La teoria della complessità, verrebbe da dire, è un argomento difficile. Innanzitutto, perché la complessità esiste molto più nella pratica che nella teoria. In secondo luogo, perché implica un modo di pensare aperto, lontano dalle banalizzazioni, orientato a guardare al lungo termine e alla profondità dei fenomeni, oltre le apparenze lineari e dentro le coevoluzioni meno ovvie. Il che è più facile a dirsi che a farsi.

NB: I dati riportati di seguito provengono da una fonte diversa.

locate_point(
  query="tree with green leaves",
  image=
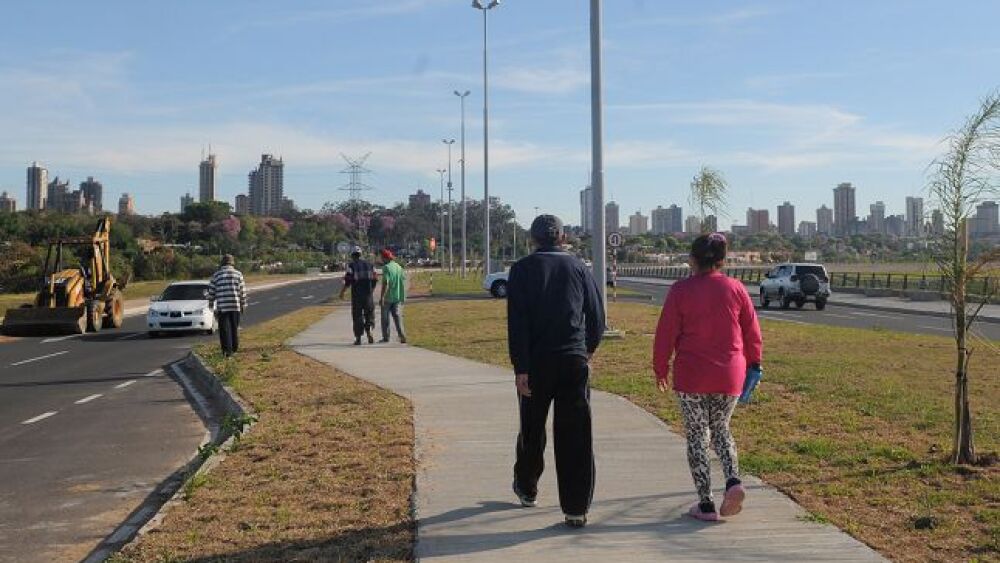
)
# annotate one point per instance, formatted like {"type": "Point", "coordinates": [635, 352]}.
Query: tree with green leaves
{"type": "Point", "coordinates": [962, 178]}
{"type": "Point", "coordinates": [708, 194]}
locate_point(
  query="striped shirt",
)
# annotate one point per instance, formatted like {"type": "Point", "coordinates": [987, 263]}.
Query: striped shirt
{"type": "Point", "coordinates": [227, 290]}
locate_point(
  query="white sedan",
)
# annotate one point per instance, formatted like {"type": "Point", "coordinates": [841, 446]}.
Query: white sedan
{"type": "Point", "coordinates": [182, 307]}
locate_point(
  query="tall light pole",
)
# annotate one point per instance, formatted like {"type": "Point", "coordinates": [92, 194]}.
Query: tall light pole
{"type": "Point", "coordinates": [441, 172]}
{"type": "Point", "coordinates": [465, 243]}
{"type": "Point", "coordinates": [478, 4]}
{"type": "Point", "coordinates": [451, 213]}
{"type": "Point", "coordinates": [598, 240]}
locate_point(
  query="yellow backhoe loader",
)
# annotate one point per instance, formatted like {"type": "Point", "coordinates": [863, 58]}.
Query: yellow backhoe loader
{"type": "Point", "coordinates": [78, 292]}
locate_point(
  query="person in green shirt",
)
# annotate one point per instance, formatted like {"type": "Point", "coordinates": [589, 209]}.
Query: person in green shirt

Un esempio? Consideriamo una domanda apparentemente semplice: la moltiplicazione delle fotografie resa possibile dalla tecnologia digitale ha conseguenze positive o negative? Kate Eichhorn ne parla introducendo il suo bellissimo libro: “The end of forgetting. Growing up with social media” (Harvard University Press, 2019). La possibilità di fotografare senza limiti i bambini e i giovani, di condividere le foto online, di connettere le persone a distanza grazie alle immagini digitali dei familiari e degli amici è stato un meraviglioso arricchimento della società. Ma ha anche costruito una gabbia di memorie che non scompaiono mai e che in qualche misura mettono in discussione il passaggio del tempo: «Si può mai superare l’infanzia se la sua immagine persiste indipendentemente dalla volontà dei soggetti fotografati?» si domanda Eichhorn.
Come si è visto nella pluridecennale narrazione dello sviluppo di internet, una tecnologia ecosistemica non si comprende senza consapevolezza della complessità. Ma la banalizzazione è una tentazione troppo forte. E questo spiega perché nell’analisi della rete digitale le incomprensioni hanno superato le conoscenze sostanziate e solidamente convincenti per tutti. Le incomprensioni logicamente si sono annidate soprattutto nelle culture estremiste: la convenzionale banalizzazione dei molti che hanno detto che internet “cambia tutto” e lo scettico ostruzionismo di chi ha visto nella tecnologia più le conseguenze negative sull’esistente che le opportunità positive sulla progettazione dell’avvenire. Ma anche per chi coltiva atteggiamenti meno estremi, la complessità nasconde conseguenze indirette che emergono alla coscienza in ritardo rispetto ai fatti.
Le fotografie, appunto, che molti ricominciano a stampare e a conservare in album cartacei per goderne in modo consapevole del tempo che passa, oggi sono entrate in un nuovo contesto: sono diventate dati che alimentano un’economia totalmente separata dalle relazioni umane implicate da quelle immagini e che si basa sullo sviluppo di una tecnologia come l’intelligenza artificiale. Che a sua volta non si comprende senza un approccio serenamente consapevole della complessità. Chiara Sottocorona ne parla in un libro intitolato “A.I. Challenge. Amica o nemica? Come l’intelligenza artificiale cambia la nostra vita” (Hoepli 2019). Sottocorona ha fatto ricerca e giornalismo sulla tecnologia digitale fin dall’inizio dell’esplosione di internet e non ha mai cessato di studiare: questo la rende una voce autentica e non unilaterale. La sua ricostruzione della vicenda dell’intelligenza artificiale porta il lettore attraverso le sue dinamiche immediate, per arrivare a porre le domande umanamente più rilevanti, dai diritti umani alla polarizzazione economica e cognitiva. Se l’attualità è soprattutto americana e asiatica, la prospettiva potrebbe essere prevalentemente europea. Purché a quelle domande umanamente rilevanti si dia l’importanza che meritano.